Jess wore a Santa suit, and Barbara would dress us children as elves. He once drafted his brother-in-law Jim to play Santa while he sauntered alongside laughing and greeting. When we rolled across the railroad tracks, we collected a troop of children flanking our route, shouting and jumping, reaching out to catch the sacks of candy and fireworks. Jess would make sure that those children who were too shy to come to the car received their share, and he would often walk into homes where he knew of special need bearing a ham or an envelope with money.
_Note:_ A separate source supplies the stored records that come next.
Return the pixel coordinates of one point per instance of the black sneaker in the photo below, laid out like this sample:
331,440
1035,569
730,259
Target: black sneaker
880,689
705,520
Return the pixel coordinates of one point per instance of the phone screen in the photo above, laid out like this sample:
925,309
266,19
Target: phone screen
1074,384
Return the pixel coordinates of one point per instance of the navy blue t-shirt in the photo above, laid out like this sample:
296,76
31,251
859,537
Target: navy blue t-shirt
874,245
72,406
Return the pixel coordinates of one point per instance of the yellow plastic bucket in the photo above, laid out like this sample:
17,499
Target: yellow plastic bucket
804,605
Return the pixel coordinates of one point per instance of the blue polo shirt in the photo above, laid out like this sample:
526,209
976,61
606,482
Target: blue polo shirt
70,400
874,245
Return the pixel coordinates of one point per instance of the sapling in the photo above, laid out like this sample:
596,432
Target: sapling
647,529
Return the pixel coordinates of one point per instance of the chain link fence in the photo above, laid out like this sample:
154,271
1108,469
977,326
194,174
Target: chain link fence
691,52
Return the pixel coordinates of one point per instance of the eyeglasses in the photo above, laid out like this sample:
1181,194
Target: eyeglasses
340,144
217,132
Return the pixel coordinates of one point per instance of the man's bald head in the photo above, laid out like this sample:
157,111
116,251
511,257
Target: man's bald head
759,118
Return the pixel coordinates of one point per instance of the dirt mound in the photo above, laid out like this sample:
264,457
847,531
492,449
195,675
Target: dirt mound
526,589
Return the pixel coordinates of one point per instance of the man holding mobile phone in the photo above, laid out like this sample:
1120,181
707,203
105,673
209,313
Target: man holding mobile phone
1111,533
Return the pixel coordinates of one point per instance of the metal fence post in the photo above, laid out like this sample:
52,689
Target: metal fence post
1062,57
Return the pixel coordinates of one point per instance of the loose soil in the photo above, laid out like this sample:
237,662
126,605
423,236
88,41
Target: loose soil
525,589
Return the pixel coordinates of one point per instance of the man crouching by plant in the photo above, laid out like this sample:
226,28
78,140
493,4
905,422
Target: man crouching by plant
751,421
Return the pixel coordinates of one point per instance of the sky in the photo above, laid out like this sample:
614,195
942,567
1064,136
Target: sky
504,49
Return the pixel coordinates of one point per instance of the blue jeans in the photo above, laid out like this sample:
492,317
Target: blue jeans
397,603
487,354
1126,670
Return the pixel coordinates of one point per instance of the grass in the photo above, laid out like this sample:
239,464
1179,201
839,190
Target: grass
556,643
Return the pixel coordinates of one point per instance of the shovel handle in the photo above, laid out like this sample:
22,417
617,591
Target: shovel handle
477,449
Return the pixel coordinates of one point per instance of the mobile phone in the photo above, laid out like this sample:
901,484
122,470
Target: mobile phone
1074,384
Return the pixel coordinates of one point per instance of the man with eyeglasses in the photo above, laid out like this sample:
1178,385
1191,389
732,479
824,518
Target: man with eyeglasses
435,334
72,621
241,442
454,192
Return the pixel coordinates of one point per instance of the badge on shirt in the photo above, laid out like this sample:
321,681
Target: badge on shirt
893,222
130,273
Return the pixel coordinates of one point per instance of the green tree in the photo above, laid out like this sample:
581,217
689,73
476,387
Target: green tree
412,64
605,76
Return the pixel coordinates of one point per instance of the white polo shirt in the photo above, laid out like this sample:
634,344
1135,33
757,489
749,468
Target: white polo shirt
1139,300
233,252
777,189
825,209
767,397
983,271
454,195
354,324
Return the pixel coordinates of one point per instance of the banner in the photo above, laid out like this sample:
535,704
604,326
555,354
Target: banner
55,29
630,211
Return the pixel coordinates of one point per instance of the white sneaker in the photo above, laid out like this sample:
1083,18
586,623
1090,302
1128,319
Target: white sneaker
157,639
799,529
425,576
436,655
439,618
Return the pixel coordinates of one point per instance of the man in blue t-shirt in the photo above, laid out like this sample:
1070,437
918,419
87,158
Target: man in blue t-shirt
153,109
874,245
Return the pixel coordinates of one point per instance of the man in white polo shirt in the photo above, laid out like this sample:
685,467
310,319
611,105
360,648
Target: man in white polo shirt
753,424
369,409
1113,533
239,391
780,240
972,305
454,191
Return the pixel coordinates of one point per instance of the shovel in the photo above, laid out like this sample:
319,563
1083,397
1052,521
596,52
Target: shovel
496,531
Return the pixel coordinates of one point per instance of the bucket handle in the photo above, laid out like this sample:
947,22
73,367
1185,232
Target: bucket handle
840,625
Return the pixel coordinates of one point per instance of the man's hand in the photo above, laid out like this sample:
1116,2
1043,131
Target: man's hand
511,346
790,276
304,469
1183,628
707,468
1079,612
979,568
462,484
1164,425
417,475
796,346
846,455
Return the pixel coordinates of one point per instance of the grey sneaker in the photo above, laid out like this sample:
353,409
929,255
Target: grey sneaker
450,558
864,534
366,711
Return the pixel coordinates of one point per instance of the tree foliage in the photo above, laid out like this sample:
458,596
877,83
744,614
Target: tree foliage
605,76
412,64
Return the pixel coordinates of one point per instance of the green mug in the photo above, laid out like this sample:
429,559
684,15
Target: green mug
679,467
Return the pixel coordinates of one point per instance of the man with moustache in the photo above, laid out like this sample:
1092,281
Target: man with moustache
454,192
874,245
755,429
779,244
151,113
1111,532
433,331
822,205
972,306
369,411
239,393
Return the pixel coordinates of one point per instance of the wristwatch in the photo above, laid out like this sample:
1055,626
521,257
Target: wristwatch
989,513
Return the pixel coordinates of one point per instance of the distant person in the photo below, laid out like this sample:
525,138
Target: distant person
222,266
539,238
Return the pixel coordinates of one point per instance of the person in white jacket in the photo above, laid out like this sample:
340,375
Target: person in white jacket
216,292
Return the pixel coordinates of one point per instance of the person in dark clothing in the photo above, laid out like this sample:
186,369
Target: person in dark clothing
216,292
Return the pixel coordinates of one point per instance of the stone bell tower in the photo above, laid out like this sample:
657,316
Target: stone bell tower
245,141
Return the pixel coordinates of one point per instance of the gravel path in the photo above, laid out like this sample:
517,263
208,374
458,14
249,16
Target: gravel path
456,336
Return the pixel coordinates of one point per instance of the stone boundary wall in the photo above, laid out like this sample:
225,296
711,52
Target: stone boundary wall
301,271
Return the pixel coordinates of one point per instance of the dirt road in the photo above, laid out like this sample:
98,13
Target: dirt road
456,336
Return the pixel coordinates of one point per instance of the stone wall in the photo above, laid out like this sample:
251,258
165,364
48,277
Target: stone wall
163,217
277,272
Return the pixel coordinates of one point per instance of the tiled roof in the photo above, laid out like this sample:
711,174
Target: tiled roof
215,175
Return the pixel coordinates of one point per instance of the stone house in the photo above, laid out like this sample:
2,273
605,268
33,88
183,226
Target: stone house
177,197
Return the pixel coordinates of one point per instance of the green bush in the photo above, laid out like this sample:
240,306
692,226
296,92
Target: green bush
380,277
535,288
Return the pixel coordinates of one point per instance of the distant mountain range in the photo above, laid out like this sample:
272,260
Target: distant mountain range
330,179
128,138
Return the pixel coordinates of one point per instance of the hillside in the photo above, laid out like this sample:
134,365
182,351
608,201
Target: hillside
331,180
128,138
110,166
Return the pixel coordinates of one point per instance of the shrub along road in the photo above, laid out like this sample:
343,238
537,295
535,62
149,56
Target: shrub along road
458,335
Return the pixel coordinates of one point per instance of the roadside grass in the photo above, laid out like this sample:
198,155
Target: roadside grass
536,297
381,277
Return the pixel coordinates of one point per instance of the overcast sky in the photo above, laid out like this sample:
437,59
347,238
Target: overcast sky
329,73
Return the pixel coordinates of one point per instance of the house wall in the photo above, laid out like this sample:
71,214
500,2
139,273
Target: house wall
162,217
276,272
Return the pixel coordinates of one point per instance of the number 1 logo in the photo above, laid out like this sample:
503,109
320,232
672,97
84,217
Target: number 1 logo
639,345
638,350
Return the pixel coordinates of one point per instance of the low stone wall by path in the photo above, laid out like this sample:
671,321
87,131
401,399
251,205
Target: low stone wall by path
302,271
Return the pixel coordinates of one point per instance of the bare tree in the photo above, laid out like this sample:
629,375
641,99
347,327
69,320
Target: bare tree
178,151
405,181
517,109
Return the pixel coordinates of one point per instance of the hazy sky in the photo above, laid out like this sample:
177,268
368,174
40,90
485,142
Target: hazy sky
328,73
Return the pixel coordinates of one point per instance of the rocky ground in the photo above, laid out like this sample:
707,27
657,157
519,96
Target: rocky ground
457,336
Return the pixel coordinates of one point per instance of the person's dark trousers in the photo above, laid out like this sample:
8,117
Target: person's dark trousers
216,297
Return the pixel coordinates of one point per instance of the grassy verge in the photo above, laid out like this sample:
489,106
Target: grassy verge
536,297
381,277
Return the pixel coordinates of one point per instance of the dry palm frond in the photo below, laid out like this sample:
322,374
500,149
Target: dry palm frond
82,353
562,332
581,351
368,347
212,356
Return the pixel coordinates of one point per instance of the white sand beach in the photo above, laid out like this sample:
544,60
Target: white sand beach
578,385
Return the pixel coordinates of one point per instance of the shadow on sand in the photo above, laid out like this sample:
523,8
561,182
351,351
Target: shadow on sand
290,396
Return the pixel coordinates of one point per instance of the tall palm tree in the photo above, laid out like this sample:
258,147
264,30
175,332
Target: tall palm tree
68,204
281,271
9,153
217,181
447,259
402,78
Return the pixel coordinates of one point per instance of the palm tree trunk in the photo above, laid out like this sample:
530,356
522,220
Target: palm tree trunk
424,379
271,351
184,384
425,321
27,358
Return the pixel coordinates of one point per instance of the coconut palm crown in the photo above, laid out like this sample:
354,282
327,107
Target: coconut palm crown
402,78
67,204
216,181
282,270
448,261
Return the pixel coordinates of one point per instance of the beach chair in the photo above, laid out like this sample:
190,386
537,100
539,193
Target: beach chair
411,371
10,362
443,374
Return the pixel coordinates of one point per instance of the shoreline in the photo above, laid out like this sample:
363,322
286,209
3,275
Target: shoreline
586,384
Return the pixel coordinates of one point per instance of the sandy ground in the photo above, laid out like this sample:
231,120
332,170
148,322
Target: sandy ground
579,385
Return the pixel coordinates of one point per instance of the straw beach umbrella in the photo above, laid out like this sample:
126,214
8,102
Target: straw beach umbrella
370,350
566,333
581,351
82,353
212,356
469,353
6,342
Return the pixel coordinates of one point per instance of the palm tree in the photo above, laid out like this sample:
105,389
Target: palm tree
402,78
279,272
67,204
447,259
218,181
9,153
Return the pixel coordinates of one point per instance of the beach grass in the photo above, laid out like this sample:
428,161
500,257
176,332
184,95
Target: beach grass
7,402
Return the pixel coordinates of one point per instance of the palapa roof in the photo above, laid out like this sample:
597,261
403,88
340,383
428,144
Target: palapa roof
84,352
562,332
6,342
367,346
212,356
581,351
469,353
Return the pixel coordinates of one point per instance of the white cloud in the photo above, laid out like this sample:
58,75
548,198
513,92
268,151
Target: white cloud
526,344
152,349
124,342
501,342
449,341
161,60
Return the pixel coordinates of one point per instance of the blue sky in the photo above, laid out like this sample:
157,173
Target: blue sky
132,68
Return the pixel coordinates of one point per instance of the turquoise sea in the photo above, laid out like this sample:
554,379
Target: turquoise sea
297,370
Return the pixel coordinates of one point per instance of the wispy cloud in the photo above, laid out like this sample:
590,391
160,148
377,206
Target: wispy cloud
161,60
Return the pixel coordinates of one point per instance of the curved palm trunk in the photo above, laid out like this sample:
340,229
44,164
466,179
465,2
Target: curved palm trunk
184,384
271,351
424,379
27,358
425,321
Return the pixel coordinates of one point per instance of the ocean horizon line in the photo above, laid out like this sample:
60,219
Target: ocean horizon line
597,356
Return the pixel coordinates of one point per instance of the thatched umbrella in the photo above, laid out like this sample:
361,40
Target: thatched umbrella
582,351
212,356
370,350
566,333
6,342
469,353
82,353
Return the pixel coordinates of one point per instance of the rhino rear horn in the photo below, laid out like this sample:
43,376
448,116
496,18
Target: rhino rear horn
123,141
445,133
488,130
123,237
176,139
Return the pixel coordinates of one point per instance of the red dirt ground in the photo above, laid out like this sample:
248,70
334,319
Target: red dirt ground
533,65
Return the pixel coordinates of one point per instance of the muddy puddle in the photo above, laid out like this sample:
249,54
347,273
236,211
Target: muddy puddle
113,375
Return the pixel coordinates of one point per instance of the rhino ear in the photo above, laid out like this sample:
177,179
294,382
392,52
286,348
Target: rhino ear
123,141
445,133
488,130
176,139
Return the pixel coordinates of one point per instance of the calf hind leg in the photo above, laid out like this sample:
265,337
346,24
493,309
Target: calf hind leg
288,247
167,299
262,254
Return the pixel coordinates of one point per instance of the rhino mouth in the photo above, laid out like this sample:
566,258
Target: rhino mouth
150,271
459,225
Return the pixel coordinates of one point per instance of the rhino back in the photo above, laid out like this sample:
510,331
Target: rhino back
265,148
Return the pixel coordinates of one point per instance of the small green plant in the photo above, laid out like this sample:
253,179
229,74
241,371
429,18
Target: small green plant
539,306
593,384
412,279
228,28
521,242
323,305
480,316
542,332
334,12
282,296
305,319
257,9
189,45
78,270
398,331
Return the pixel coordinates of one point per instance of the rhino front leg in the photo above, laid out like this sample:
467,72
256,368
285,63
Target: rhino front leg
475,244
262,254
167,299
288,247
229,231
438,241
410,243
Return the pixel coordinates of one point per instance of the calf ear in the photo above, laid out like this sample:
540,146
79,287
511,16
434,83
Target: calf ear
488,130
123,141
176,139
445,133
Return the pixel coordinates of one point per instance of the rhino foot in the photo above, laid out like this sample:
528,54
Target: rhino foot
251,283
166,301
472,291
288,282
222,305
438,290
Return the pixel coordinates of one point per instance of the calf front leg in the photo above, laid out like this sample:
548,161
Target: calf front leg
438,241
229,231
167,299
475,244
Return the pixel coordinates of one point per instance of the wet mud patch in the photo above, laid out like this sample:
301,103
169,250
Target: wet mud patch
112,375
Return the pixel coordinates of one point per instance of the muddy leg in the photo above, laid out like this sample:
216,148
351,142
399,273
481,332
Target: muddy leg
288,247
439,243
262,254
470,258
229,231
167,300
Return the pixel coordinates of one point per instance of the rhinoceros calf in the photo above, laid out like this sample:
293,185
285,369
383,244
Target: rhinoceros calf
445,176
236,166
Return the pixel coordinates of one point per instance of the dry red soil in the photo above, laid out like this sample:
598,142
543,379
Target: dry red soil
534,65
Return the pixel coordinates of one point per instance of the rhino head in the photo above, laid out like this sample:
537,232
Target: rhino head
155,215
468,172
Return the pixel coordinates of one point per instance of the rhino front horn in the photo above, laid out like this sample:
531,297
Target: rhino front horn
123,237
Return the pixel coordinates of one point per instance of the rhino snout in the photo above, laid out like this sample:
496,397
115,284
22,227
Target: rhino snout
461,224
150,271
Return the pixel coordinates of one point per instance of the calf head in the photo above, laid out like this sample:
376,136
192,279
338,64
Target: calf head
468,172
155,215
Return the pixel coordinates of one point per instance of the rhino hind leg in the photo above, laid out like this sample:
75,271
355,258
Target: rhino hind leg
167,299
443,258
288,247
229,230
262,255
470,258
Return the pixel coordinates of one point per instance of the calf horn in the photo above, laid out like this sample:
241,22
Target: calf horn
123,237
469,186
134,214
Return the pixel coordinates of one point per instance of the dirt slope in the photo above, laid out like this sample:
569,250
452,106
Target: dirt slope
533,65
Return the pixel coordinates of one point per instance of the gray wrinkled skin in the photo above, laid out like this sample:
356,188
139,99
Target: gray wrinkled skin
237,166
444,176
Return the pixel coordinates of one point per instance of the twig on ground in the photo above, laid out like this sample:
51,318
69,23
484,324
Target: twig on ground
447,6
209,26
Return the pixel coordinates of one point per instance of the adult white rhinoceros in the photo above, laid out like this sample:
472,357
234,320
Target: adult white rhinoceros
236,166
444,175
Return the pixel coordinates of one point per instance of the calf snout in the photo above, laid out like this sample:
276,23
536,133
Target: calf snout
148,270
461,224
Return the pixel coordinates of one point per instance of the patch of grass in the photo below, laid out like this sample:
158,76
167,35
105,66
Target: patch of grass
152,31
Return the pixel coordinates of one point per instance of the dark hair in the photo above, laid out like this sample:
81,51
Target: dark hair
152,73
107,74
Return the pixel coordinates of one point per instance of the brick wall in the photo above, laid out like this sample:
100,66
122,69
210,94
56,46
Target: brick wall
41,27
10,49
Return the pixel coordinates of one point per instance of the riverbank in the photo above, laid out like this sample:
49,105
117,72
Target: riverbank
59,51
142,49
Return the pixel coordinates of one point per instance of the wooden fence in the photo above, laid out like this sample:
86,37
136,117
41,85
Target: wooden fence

Jess was in his glory then, doing what he felt was the most important thing he did all year. His career in public service gave him an opportunity to help many people, but seeing the eyes of these children for whom his visit was the only Christmas many if not most of them would have gave him a sense of wholeness that few men are afforded. His largess, his sense of noblesse oblige, was untainted by any shadow of arrogance. He remembered the deprivations of his own childhood, and sought to relieve those of others.

Now I am an old man, far from home and missing my people who have passed on before me. I spend my holidays simply and in little company, but the living memories of my childhood are with me, my heart is warm, and I know no want. My father’s gifts live on.